Ask people to shout out answers to “What comes to mind when you think of a freeway and how traffic flows?” - if you like you can write these up as they shout out. This is a simple exercise to lead into the C2 teach.

You can ask questions like:

  • What happens when they widen freeways?
  • What if there is an ambulance?
  • How does car-pooling or bus lanes affect traffic?

Teach (C2)

To help people think about release and product planning we use a freeway analogy. It highlights two important concepts in agile planning: capacity and flow.

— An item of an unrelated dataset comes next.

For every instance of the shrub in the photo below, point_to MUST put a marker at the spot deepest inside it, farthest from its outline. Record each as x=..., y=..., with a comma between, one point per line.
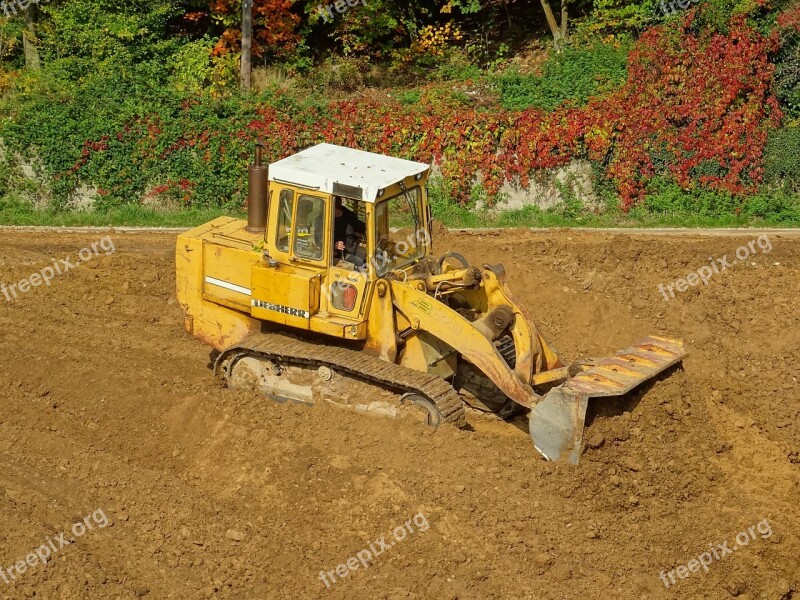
x=575, y=75
x=782, y=158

Velocity is a prediction, not a guarantee

When you travel on the freeway trying to get from home to work and there is an accident, what happens? For most people, the workday just continues and they slot in once they arrive at work. It’s an exception. You definitely don’t adjust your work commute to cater for an accident everyday, because most days there isn’t one. You also hopefully don’t work till 7pm just because you got in late.

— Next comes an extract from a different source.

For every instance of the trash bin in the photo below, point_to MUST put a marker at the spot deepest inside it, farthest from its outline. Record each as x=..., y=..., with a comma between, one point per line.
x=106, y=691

In software teams this is the equivalent of a production issue or serious impediment that derails the sprint. It should happen as an exception, not an everyday event. When it does happen the velocity for that sprint will be less. That will impact how much you can get done in the sprint and in the release. That’s okay, but it means you need to adjust your release plans.

Some people have a misconception that teams MUST deliver a certain velocity, and that if they do not they should work overtime. If that’s the feeling in the room, try spend some time helping them see how this might impact things negatively.

Slide

More demand than capacity slows everything down

Think of a fully utilised freeway. What does that look like? Peak hour traffic uses every little bit of capacity on the freeway and it’s a big parking lot! The time it takes you to travel from A to B is long and frustrating.

As a city planner you would want to have the freeway in use, but also have the commute between A and B be a reasonable time. Thus, an optimised freeway has some space between cars, to allow for them to pick up some speed and travel the distance between A and B in a reasonable time.

In software terms this space is slack time. If the teams have every minute of their day booked against projects then they have no slack. No time to improve their process or figure out a new way of doing something. Instead they are probably context switching and just grinding out code with very little thought. If something goes wrong with a requirement, the team has no wiggle room to address that problem. This results in everything else either taking longer or in the team ignoring the problem.

Slide

It takes capacity to grow capacity

As a city planner you would realise that the freeway between A and B is used a lot and usually at full capacity. To make this flow better you need to widen the freeway and build an additional lane. Have you ever experienced this? What happens next is that traffic actually gets worse before it gets better, because the roadworks usually require one of the lanes to be closed while the new lane is being built.

In software terms this happens when you decide to grow your teams. It takes capacity to build capacity. New people need time from the experienced developers to get familiar with the domain and the code base. This takes up all of the new developers time and a lot of the current developers time. Thus their capacity goes down until the new developers are more comfortable. There are some ways to speed this up – pairing, hiring experienced developers – but even then, capacity will be decreased for a while.

Managers often add more people if capacity is not high enough, but they don’t realise this will actually reduce their capacity initially. If you need to grow capacity, make sure you can afford the lost capacity it will take to grow.

Slide

Optimise by prioritising high value traffic

Some freeways have bus lanes or lanes for commuters with 4 or more people in the vehicles. Essentially, this rewards car-pooling and public transport and punishes single person vehicles. On these freeways buses can drive much faster than the backed up normal lanes in traffic. Public transport users are rewarded with a much shorter travel time.

In software terms we might have certain work that is more important than other work, that we want to get done as quickly as possible. In agile there are mechanisms for dealing with this by reserving some of a teams capacity each sprint to deal with these issues. However, often people misuse this mechanism and end up prioritising low value items just because that stakeholder shouts the loudest. This is a bit like having a carpool lane reserved for blue cars. It doesn’t transport more people quickly, it just lets people in blue cars jump the queue.

Slide

Draw (C3)

Hand out paper to each person. Given these four examples, ask people to draw their freeway. Is it flowing fast, prioritising high value traffic, or blocked up with roadworks and 100% utilisation?

Write and share (C4)

Ask everyone to write down the point that is of most concern to them, and to share why with someone else in the room.